SP-Grossstadtrat Urs Tanner zur neuen Stadtverfassung: «Die Anpassungen sind sehr
moderat»
Die Stadt Schaffhausen soll eine neue Verfassung bekommen. Die SP-Fraktion ist dafür. Urs Tanner, Fraktionschef, erklärt warum.
Warum braucht die Stadt Schaffhausen eine neue Verfassung?
Urs Tanner: Mit der neuen Verfassung wollen wir den Staub aus dem Jahre 1918 abschütteln. Die geltende Stadtverfassung atmet nämlich immer noch den Geist jener Zeit (1. Weltkrieg!), einer Zeit mit einem ganz anderen Umfeld und ganz anderen Bedingungen, zum Beispiel mit der Hälfte weniger Einwohner als heute. Die jetzige Verfassung ist uneinheitlich und ein unübersichtlicher Flickenteppich. Klar kann eine Verfassung auf Gemeindesebene naturgemäss nicht der grosse Wurf sein; es geht um eine zukunftsfähige und übersichtliche Grundordnung.
Bürgerliche Politiker argwöhnen, die Stadt wolle nur unter Umgehung des Volkswillens mehr Geld ausgeben dürfen. Was sagt die SP zu diesem Vorwurf?
Die Stadtverfassung wurde im Rat mit 25 : 9 Stimmen angenommen; vom Volk gewählte Parlamentarier haben dieser Verfassung mit grosser Mehrheit zugestimmt. 1918 lag der Wert des obligatorischen Referendums bei 11 % der damaligen Budgetsumme. Das wären umgerechnet auf heute ca. 20 Millionen Franken. Der SPK-Präsident Thomas Hauser, FDP, hat wohl recht, wenn er schreibt, dass die Finanzkompetenzen bescheiden seien. Die Zielsetzung ist dieselbe wie im Kanton: Die Anzahl der zwingenden Volksabstimmungen soll reduziert werden. Das soll auch dazu beitragen, der viel beklagten Abstimmungsmüdigkeit entgegenzuwirken.
Wird so die direkte Demokratie nicht ausgehebelt?
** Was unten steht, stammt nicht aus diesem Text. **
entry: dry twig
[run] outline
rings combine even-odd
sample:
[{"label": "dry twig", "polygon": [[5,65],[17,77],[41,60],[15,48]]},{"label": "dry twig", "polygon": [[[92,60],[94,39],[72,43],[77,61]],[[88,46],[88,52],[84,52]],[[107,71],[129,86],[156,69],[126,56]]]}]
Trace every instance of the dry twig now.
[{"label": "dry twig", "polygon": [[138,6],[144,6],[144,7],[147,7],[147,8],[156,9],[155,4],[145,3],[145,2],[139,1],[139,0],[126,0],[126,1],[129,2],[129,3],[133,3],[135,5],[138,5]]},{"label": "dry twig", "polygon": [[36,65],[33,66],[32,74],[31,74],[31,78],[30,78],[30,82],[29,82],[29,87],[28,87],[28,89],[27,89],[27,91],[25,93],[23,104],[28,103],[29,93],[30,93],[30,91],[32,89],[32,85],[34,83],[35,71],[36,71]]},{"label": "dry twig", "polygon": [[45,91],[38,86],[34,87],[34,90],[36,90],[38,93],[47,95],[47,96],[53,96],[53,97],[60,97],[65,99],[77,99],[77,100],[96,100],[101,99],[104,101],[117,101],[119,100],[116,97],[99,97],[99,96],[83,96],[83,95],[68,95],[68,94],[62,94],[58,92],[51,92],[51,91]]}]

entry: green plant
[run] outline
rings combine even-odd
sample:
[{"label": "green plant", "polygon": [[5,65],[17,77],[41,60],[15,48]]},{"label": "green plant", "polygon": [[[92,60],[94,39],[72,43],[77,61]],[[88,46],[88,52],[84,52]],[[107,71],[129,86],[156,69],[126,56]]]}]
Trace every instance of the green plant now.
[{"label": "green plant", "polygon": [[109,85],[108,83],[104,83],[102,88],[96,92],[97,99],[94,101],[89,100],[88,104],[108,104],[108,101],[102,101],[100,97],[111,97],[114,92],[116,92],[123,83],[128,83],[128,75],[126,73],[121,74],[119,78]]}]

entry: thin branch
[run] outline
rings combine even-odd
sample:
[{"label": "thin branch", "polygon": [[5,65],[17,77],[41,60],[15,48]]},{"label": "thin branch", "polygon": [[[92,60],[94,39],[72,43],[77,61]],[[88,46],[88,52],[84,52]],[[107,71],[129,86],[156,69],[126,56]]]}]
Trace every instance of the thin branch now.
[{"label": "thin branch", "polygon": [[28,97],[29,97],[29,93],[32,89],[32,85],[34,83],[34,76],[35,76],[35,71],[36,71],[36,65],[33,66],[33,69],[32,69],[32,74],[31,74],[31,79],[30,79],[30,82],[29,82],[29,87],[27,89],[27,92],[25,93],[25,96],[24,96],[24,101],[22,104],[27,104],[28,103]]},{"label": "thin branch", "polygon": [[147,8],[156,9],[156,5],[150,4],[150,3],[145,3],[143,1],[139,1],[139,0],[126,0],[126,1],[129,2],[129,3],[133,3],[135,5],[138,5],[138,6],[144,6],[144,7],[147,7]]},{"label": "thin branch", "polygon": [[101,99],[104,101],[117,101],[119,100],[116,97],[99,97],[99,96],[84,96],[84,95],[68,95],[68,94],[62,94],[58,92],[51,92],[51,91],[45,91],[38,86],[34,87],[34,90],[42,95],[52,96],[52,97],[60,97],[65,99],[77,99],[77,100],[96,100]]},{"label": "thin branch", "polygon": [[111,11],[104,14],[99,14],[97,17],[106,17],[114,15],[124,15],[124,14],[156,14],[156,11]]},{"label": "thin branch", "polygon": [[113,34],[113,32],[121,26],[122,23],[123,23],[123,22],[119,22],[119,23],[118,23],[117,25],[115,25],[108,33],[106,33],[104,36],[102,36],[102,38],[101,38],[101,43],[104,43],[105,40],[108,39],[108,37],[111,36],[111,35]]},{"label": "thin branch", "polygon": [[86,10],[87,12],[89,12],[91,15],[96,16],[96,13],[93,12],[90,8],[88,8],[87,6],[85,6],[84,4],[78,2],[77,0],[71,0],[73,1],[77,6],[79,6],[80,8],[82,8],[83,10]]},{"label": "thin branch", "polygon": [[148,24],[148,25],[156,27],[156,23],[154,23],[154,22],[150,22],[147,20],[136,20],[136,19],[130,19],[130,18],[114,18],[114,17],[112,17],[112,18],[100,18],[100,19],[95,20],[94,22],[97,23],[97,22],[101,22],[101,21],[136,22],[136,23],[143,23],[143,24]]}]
Der Vorschlag bei den einmaligen Ausgaben 2 Mio. einzusetzen, ist moderat. Der Betrag liegt unter 1 % der Bilanzsumme des städtischen Haushalts. Dass die direktdemokratischen Anliegen trotzdem ernst genommen werden, zeigt die Tatsache, dass das Korrelat dazu, die Unterschriftenzahl beim fakultativen Referendum, auf dem extrem tiefen Stand von 1918 belassen wurde. Dass die Relationen mit dem heutigen Betrag von 600.000 Franken für einmalige Ausgaben ohne obligatorische Volksabstimmung überhaupt nicht mehr stimmen, zeigt ein Blick in andere Gemeinden: Die Grenze liegt in der drei Mal kleineren Gemeinde Neuhausen oder der zehn Mal kleineren Gemeinde Beringen auf demselben Niveau wie in der Stadt, nämlich bei 600.000 Franken.
Wie sieht es denn in anderen Schweizer Gemeinden aus?
Der Vergleich mit anderen Schweizer Gemeinden zeigt, dass der Betrag für das obligatorische Referendum nicht mehr zeit- und sachgerecht ist: Mit den 2 Millionen Franken sind wir jetzt auf dem Niveau von Gemeinden wie Wädenswil,
Dietikon, Kloten oder Adliswil. Die Grenze von 2 Millionen Franken für das obligatorische Referendum, die laut SVP offensichtlich exorbitant hoch sein soll, gilt in 80 der insgesamt 171 Zürcher Gemeinden!
Gibt es neben den finanziellen Aspekten noch andere Bereiche, die in der neuen Stadtverfassung verbessertwerden sollen?
Volksmotion, Möglichkeit der elektronischen Abstimmung, Petitionsrecht und Einführung der PUK sind neu. Die SP begrüsst zudem sehr, dass gemäss der neuen Verfassung alle Stadtratsmitglieder gleichwertig und mit gleichen Pensen dotiert sein sollen. Eigentlich müsste man ein 100%-Pensum für jedes der fünf Mitglieder fordern, wenn man die Arbeitsbelastung des Stadtrates anschaut. Aber zwischen Weihnachtswünschen und Realpolitik gibt es halt ein paar Unterschiede. Deshalb sprechen wir uns dafür aus, dem Volk diese Variante mit fünf mal 70 % vorzulegen. y
Die Fragen stellte Anja Marti-Jilg
Urs Tanner: «Wir wollen mit der neuen Verfassung den Staub aus dem Jahr 1918 abschütteln.»